On Monday, 11 February, 2019, Lilt’s database became unavailable. The downtime lasted for a total of 30 minutes, from Thursday 24:45 to Friday 00:15 Pacific Time.
This incident resulted from running a migration on one of our production database tables to prepare for a backend update to enable a new feature in the client application. The migration was run on one of our largest and most frequently queried tables, leading to the memory database instance’s available memory being saturated. Moreover, because the migration was run online, in the interest of avoiding scheduled downtime, the database continued servicing our application and backend services, the number of allowed connections was eventually reached, leaving us unable to connect to the database to cancel the query causing the problem.
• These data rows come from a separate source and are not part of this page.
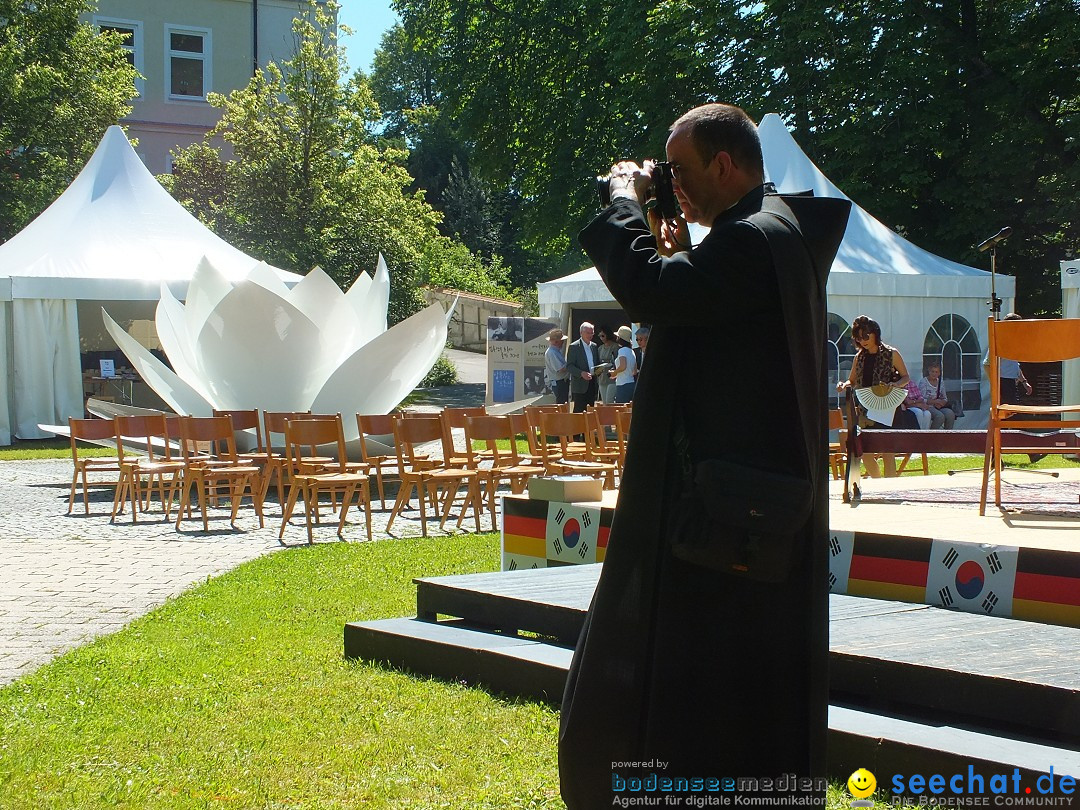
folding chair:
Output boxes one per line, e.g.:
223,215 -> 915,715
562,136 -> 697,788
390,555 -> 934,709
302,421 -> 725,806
465,416 -> 544,527
68,417 -> 120,515
176,416 -> 266,531
978,318 -> 1080,515
278,414 -> 372,543
387,416 -> 480,537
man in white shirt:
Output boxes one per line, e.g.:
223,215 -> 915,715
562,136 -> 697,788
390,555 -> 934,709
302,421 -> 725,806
566,321 -> 597,414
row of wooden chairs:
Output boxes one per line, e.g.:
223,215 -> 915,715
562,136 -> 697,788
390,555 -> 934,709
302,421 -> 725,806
68,406 -> 632,541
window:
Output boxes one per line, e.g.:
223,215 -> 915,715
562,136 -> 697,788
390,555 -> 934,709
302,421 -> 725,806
920,314 -> 983,410
165,26 -> 211,100
825,312 -> 856,408
94,16 -> 144,95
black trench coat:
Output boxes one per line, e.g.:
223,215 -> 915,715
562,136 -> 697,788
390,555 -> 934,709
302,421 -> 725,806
559,187 -> 848,810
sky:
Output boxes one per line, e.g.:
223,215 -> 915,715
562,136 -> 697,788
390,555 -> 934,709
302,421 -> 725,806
338,0 -> 397,76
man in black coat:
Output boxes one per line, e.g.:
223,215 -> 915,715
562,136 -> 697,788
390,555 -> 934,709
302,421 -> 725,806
559,105 -> 848,810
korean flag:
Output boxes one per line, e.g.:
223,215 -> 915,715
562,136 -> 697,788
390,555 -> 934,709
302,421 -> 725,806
927,540 -> 1017,616
546,501 -> 600,565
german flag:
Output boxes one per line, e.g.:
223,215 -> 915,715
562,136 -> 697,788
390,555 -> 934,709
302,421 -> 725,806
1012,549 -> 1080,627
502,497 -> 544,559
848,531 -> 933,604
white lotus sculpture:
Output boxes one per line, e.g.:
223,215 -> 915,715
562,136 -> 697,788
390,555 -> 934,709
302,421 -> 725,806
102,256 -> 454,441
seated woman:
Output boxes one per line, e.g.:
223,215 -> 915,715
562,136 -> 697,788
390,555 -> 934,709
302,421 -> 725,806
837,315 -> 919,478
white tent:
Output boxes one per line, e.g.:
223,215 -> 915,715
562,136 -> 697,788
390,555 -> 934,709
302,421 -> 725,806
537,113 -> 1016,429
0,126 -> 300,444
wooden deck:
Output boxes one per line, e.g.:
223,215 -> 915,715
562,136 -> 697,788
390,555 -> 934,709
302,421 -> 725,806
345,565 -> 1080,779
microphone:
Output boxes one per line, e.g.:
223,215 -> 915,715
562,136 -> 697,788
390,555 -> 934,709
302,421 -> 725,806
977,225 -> 1012,253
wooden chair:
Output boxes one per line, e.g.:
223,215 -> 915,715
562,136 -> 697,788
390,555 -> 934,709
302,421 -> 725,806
176,416 -> 266,531
978,318 -> 1080,515
356,414 -> 401,509
540,413 -> 619,489
110,414 -> 184,523
387,416 -> 480,537
68,418 -> 120,515
278,414 -> 372,543
438,405 -> 487,467
465,416 -> 544,527
214,408 -> 285,507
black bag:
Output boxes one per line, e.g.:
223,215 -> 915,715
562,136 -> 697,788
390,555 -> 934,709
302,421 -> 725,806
671,459 -> 813,582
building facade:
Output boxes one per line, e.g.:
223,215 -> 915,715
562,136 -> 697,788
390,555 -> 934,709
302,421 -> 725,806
89,0 -> 324,174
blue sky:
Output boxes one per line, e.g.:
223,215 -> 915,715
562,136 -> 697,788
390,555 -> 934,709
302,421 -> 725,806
338,0 -> 397,75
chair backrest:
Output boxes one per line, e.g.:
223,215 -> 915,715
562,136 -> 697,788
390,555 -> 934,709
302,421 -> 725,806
262,410 -> 311,449
539,413 -> 592,459
179,416 -> 238,462
112,414 -> 179,461
394,415 -> 443,470
438,405 -> 487,458
987,318 -> 1080,367
615,408 -> 634,463
828,408 -> 843,431
284,414 -> 348,473
214,408 -> 266,453
510,414 -> 540,456
465,415 -> 522,468
356,414 -> 399,463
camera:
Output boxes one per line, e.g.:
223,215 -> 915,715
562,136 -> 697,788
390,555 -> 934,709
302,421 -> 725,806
596,161 -> 679,219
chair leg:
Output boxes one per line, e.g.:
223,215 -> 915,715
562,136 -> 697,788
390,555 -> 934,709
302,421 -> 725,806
330,484 -> 356,540
278,485 -> 300,540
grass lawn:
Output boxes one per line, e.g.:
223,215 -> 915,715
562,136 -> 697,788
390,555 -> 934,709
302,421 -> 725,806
0,535 -> 898,810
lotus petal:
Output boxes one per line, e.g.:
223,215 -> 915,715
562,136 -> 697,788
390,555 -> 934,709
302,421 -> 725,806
244,261 -> 288,298
184,256 -> 232,346
102,307 -> 213,416
154,283 -> 211,401
288,267 -> 367,366
195,281 -> 334,410
311,303 -> 446,440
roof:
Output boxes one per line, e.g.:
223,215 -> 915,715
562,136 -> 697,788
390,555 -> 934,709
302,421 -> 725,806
0,126 -> 301,300
537,112 -> 1016,303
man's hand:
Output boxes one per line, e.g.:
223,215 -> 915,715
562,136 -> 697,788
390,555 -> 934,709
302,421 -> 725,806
608,160 -> 652,205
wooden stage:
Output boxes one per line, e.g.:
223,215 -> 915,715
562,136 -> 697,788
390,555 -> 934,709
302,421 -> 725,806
345,472 -> 1080,781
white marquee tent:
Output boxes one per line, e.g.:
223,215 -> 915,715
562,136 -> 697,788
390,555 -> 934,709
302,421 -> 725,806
537,113 -> 1016,429
0,126 -> 300,444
Our Lilt engineer running the migration was monitoring the migration as it was ran, but as soon as the system became unresponsive, the engineer was unable to connect to the database to cancel the query. This, in turn, led some our backend services to restart a number of times, making the system intermittently unavailable and unusable during the outage period. To resolve the issue issue, we restarted the database, which took approximately one minute.
We are taking this issue seriously and will take measures to prevent this type of problem in the future. We have already begun discussing how we will prevent this problem while running migrations on the large and frequently queried tables in our database.
We sincerely apologize to all of our customers for allowing this downtime to occur as well as for all inconvenience experienced due to this downtime.